@uditgoenka/better-testing
v0.3.25
Published
AGPL-3.0 browser-testing MCP server with lifecycle-safe process management.
Maintainers
Readme
Better Testing
Turn Claude Code, OpenAI Codex, Cursor, Gemini CLI, OpenCode, Kiro, Autohand, and other MCP clients into reliable browser-testing workflows.
"Install → Register MCP → Run tests. Zero required dependencies."
Playwright-powered browser automation. 41 MCP tools. 7 agents supported. Visual regression. Self-healing selectors. Memory profiling. Network mocking. XSS scanning. Session persistence. Turbo mode. Cookie management. npm audit. Annotated screenshots. Dev server mode with HMR detection.
How It Works · Commands · Quick Start · MCP Clients · Troubleshooting
Why This Exists
Browser-testing agents often fail for boring reasons: stale helper processes, bad MCP registration, slow startup, terminal shutdown races, or cleanup that misses child processes.

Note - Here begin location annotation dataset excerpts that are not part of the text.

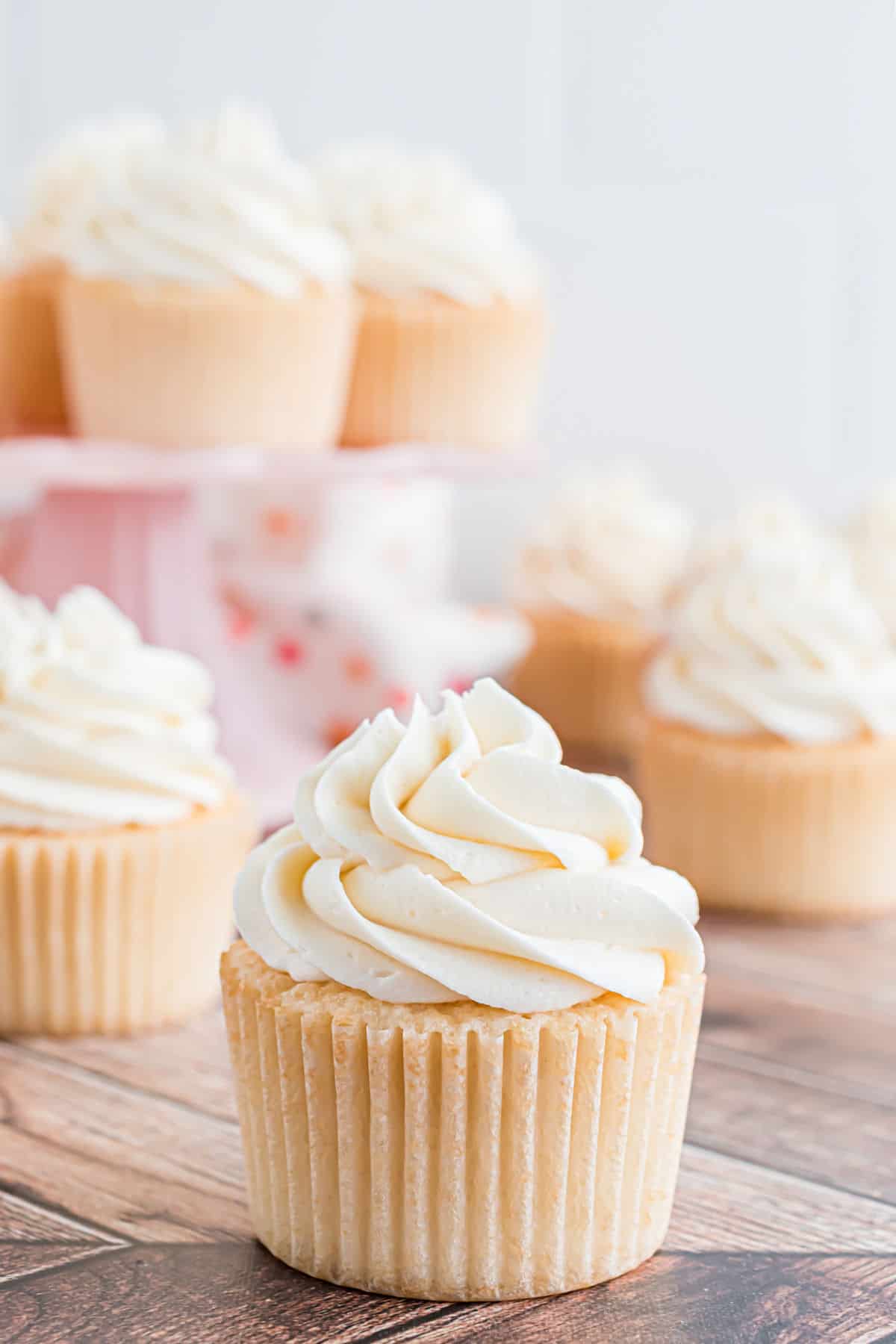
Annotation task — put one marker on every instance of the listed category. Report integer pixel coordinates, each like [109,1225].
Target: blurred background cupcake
[121,830]
[768,762]
[60,181]
[208,302]
[871,537]
[452,331]
[770,523]
[594,578]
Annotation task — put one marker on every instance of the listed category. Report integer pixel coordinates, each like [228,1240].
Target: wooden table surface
[121,1183]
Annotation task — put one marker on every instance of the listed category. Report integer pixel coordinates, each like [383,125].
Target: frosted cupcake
[60,184]
[871,539]
[595,578]
[208,300]
[120,828]
[452,329]
[464,1015]
[768,765]
[768,524]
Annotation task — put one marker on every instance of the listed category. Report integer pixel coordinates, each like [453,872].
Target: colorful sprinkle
[359,670]
[280,522]
[289,653]
[240,624]
[398,698]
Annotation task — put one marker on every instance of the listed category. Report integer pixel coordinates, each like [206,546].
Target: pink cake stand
[127,520]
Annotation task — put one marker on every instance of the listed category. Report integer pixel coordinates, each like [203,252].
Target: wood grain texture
[122,1213]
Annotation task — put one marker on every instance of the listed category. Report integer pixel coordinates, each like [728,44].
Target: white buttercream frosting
[872,544]
[608,544]
[770,524]
[65,176]
[96,727]
[458,859]
[422,222]
[214,205]
[778,643]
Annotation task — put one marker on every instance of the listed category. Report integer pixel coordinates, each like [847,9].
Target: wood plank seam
[761,1066]
[52,1063]
[20,1192]
[794,1176]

Better Testing focuses on the operational layer that keeps those sessions stable:
- Native stdio MCP server with zero production dependencies
- Playwright-powered browser automation with visual overlay
- Multi-browser support: Chromium, Firefox, WebKit
- Provider setup for Claude Code, Codex, Cursor, Gemini CLI, OpenCode, Kiro, Autohand
- Advanced performance: Core Web Vitals + INP + LoAF script attribution + resource breakdown
- Compact/interactive snapshot modes (60-80% token reduction for AI agents)
- Snapshot diffing with Myers algorithm (track page state changes)
- Session recording with Playwright traces
- Security audit (headers, mixed content, insecure forms, open redirects)
- Sensitive data filtering in console logs (API keys, tokens, passwords auto-masked)
- Stale process detection and cleanup
- Machine-readable diagnostics for automation
- Automatic browser cleanup on session disconnect
Better Testing vs Playwright
Better Testing is built on top of Playwright — it adds an MCP server layer, AI-agent integrations, and 41 specialized tools that raw Playwright doesn't provide out of the box.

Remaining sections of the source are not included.